Em um tempo marcado pela conectividade e vínculos frágeis, o Papa Leão XIV dirigiu aos jovens de Roma um convite profundamente atual: não se contentarem com relações superficiais, mas buscarem a verdade, o bem e a comunhão que nascem do encontro com Deus e com o próximo.
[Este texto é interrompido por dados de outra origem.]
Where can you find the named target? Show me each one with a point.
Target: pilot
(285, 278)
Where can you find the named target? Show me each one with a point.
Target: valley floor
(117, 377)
Thulio Fonseca – Vatican News
Ao chegar à Sala Paulo VI, o Papa Leão XIV foi recebido com entusiasmo pelos jovens da diocese de Roma, que o saudaram calorosamente e lhe ofereceram um emocionante abraço. Comovido pela acolhida, o Pontífice iniciou seu discurso de forma espontânea: “Estou muito contente por estar com vocês, por ter esta oportunidade de partilhar um pouco tantas questões da vida”, disse, estabelecendo desde o início um clima de proximidade e escuta com a juventude de sua diocese. O encontro, realizado neste sábado, 10 de janeiro, poucos dias após o encerramento do Jubileu, reuniu milhares de jovens — acompanhados por sacerdotes, religiosos e educadores — dentro e fora da Sala Paulo VI. Leão XIV ouviu suas inquietações, reconheceu suas feridas e indicou caminhos concretos para uma vida verdadeiramente humana e cristã, recordando a intensidade espiritual vivida durante o Ano Santo e destacando que essa experiência não deve permanecer apenas como memória, mas transformar-se em compromisso: ser não apenas peregrinos da esperança, mas testemunhas vivas dessa esperança no cotidiano.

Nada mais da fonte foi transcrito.